Faut-il donc s’indigner qu’on ait saccagé le « mémorial des victimes du terrorisme » érigé au pied de la statue de la République après les attentats de janvier 2015, puis étoffé après ceux de novembre, ou faut-il s’indigner que les valeurs républicaines censées être sacralisées par un tel mémorial (la liberté d’expression en premier lieu) soient de la sorte instrumentalisées, si bien qu’elles servent à présent de légitimation à la répression policière d’une manifestation doublement symbolique puisqu’elle visait d’une part à dénoncer, au nom des générations futures, l’exploitation et la gestion irraisonnées des ressources d’une planète que nous habitons tous, de quelque ethnie, nation ou religion que nous soyons, d’autre part à alerter le gouvernement français sur le danger que représente une lutte anti-terroriste irrespectueuse des valeurs républicaines ?
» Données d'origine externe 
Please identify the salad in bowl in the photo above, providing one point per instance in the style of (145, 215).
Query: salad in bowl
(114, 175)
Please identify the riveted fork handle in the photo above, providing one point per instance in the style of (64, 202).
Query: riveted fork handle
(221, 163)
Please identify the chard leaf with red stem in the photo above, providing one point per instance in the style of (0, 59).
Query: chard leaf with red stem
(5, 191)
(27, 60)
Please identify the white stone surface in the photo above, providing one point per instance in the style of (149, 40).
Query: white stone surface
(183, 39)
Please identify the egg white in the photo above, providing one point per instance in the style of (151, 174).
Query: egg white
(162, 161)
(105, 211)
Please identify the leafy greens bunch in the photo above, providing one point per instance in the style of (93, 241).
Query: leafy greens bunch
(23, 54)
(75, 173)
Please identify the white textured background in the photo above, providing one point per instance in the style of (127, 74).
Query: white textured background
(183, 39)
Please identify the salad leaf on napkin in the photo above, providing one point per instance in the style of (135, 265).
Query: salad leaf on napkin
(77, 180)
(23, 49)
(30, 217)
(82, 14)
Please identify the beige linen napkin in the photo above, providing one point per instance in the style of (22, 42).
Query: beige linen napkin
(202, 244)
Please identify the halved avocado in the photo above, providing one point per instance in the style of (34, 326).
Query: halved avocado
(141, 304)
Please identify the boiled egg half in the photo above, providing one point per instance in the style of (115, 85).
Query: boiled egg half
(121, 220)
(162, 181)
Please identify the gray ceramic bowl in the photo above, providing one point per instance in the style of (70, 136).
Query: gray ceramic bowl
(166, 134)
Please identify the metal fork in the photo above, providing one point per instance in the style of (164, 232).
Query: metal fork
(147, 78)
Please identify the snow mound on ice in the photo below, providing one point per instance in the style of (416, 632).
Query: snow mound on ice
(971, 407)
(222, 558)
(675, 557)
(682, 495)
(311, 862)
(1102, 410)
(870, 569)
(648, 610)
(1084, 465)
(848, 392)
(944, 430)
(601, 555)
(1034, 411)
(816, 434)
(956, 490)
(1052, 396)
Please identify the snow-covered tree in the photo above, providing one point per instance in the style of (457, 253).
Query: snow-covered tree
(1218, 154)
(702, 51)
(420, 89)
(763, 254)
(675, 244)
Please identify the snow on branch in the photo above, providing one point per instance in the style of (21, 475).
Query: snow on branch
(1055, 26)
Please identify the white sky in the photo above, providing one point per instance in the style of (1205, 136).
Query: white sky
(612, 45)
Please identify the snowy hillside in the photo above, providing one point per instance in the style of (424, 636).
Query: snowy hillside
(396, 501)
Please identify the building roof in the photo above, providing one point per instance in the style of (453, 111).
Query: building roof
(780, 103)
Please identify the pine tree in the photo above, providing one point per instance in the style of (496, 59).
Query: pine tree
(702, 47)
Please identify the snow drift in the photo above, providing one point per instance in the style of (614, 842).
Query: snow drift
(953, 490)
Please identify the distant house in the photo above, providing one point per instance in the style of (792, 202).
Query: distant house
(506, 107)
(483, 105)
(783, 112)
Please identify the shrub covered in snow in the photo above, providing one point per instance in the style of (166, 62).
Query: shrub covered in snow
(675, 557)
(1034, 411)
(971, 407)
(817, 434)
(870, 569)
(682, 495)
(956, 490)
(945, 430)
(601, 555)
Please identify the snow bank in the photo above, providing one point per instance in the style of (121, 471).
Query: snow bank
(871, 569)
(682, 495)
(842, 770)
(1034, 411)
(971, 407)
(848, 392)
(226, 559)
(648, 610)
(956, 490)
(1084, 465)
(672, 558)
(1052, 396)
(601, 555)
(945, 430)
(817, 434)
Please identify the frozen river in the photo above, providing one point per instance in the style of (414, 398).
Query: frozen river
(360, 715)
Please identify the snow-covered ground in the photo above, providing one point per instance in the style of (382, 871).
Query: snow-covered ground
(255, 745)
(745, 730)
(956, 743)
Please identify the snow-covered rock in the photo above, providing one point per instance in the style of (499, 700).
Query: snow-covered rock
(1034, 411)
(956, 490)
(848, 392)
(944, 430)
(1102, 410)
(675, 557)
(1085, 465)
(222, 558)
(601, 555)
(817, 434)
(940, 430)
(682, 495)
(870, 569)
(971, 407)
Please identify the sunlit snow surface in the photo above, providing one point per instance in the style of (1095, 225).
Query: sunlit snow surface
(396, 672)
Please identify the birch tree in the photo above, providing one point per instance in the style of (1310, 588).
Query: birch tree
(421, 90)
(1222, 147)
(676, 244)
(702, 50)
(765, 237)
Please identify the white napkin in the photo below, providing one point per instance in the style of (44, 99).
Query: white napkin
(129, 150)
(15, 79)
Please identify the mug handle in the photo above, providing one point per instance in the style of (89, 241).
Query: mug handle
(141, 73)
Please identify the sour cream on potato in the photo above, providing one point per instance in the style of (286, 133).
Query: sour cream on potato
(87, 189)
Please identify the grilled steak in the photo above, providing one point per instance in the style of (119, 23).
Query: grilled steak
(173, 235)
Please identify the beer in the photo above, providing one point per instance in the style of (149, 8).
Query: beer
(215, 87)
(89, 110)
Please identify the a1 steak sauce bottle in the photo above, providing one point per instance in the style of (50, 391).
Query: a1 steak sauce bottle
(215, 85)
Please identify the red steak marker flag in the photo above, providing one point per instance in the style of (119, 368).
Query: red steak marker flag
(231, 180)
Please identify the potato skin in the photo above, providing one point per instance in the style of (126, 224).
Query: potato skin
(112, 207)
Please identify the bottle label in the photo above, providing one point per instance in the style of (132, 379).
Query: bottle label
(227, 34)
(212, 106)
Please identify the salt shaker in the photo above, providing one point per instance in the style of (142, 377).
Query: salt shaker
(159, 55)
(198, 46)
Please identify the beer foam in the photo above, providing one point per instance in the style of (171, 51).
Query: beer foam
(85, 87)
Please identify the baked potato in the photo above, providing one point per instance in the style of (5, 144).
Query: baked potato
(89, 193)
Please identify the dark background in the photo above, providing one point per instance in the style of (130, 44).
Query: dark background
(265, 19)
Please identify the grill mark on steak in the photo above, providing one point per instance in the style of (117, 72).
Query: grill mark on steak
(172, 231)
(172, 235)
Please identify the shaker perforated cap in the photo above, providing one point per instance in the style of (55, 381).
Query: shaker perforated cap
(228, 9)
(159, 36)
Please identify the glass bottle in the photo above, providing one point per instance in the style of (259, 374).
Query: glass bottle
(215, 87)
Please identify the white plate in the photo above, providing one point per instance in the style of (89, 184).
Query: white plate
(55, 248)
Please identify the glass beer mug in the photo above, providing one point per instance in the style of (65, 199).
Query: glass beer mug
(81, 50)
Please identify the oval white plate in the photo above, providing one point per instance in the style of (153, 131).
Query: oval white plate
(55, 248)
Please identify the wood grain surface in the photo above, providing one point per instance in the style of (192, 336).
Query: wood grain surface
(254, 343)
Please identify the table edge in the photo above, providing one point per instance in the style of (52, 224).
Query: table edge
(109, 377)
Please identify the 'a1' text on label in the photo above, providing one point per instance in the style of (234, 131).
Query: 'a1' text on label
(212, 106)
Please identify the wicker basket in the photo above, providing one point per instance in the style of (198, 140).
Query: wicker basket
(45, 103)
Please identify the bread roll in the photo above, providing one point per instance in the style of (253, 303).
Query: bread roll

Ma réponse à cette question n’engage que moi, manifestant anonyme de la place de la République le 29 novembre 2015, et elle est la suivante : autant je déteste qu’on jette des projectiles sur les forces de l’ordre, comme sur quiconque, qu’il s’agisse de bouteilles, de pierres ou de bougies en verre provenant d’un mémorial, autant je trouve aimable, et même salutaire qu’on détruise les idoles. Or un mémorial dont la fonction, d’une efficacité symbolique remarquable, est, outre de consacrer un culte à la mort, d’interdire la pensée et l’action d’hommes et de femmes libres, n’est pas autre chose qu’une idole.

Mais évidemment, on n’est pas obligé de partager ce point de vue, celui d’un talmudiste juif anonyme, et aussi d’un individu fort au fait des usages idolâtres des mémoriaux. J’en discutai justement avec mon camarade italien lorsqu’on profanait le temple républicain. Et comme disait l’autre : « après la tragédie vient la farce ».